1. Structure of Light Controlled Thyristor

Typically, thyristors have three electrodes: control electrode G, anode A, and cathode C. However, since the control signal of the light controlled thyristor comes from the irradiation of light, there is no need to lead out the control electrode, so there are only two electrodes (anode A and cathode C). But its structure is the same as ordinary thyristors, consisting of four layers of PNPN devices.

From the appearance, the light controlled thyristor also has a light receiving window, two pins, and a housing, resembling a photodiode.

2. Working principle of light controlled thyristor

When a positive voltage is applied to the anode and a negative voltage is applied to the cathode of the photo controlled thyristor, the photo controlled thyristor in Figure 2 (a) can be equivalent to the circuit in Figure 2 (b).
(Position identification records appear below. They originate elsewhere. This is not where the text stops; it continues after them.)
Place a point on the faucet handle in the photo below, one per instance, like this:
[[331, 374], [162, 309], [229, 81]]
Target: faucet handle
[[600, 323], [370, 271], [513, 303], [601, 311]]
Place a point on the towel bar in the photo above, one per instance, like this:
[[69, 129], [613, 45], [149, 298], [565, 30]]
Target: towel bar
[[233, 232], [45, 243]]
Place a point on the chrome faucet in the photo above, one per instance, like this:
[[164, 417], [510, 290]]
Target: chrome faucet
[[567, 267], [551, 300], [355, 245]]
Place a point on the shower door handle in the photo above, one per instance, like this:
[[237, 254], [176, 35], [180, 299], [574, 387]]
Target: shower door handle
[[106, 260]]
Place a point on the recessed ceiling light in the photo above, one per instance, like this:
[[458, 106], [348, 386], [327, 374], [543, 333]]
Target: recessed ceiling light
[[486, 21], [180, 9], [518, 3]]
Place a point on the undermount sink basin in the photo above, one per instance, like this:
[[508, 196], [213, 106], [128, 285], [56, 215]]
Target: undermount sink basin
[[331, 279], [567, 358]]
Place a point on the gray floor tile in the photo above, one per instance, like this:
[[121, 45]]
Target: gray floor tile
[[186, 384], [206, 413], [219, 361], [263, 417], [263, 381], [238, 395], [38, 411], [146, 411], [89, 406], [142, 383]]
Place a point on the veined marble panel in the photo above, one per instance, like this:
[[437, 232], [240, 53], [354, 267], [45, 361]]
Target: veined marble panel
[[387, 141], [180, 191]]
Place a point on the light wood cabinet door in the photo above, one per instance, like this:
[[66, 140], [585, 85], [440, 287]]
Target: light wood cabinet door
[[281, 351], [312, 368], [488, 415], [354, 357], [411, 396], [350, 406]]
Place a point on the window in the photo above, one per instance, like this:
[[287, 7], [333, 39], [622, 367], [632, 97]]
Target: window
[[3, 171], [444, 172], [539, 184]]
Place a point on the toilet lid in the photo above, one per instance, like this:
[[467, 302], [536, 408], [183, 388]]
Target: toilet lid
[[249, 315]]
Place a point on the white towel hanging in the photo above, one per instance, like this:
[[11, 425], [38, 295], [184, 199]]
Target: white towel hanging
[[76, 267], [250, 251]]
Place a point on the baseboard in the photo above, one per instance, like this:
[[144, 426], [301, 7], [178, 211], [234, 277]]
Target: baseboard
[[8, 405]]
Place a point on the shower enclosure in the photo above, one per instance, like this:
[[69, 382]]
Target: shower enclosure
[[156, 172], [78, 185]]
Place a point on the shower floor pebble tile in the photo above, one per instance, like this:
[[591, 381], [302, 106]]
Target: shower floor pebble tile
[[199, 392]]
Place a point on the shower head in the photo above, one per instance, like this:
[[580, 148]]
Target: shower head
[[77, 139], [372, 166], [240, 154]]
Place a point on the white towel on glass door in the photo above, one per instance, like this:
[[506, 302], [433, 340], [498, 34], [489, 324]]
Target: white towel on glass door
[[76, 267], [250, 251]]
Calculate the following equation:

In the formula Ia=Il/[1- (a1+a2)], Il is the photocurrent of the photodiode; Ia is the anode current of the photo controlled thyristor, which is the output current of the photo controlled thyristor; A1 and a2 are the current amplification factors of BGl and BG2, respectively. As can be seen from the above equation, Ia is proportional to Il, that is, when the photocurrent of the photodiode increases, the output current of the thyristor also increases accordingly. At the same time, the increase of Il also increases the current amplification factors a1 and a2 of BGl and BG2. When the sum of al and a2 approaches l, the Ia of the thyristor reaches its maximum, indicating complete conduction. The minimum illuminance that can make the light controlled thyristor conduct is called conducting illuminance. Light controlled thyristors, like ordinary thyristors, become conductive once triggered. As long as there is a light source of sufficient intensity shining on the light receiving window of the tube, it immediately becomes conductive, and then can maintain conductivity even if the light source is removed, unless the voltage applied between the anode and cathode is zero or in reverse phase, it can be turned off.

3. Characteristics of Light Controlled Thyristors

In order for the light controlled thyristor to trigger conduction under weak light illumination, it is necessary to ensure that the light controlled thyristor can reliably conduct under extremely small control currents. In this way, the light controlled thyristor is limited by high temperature and voltage resistance, and under current conditions, it is impossible to make high-power thyristors like ordinary thyristors.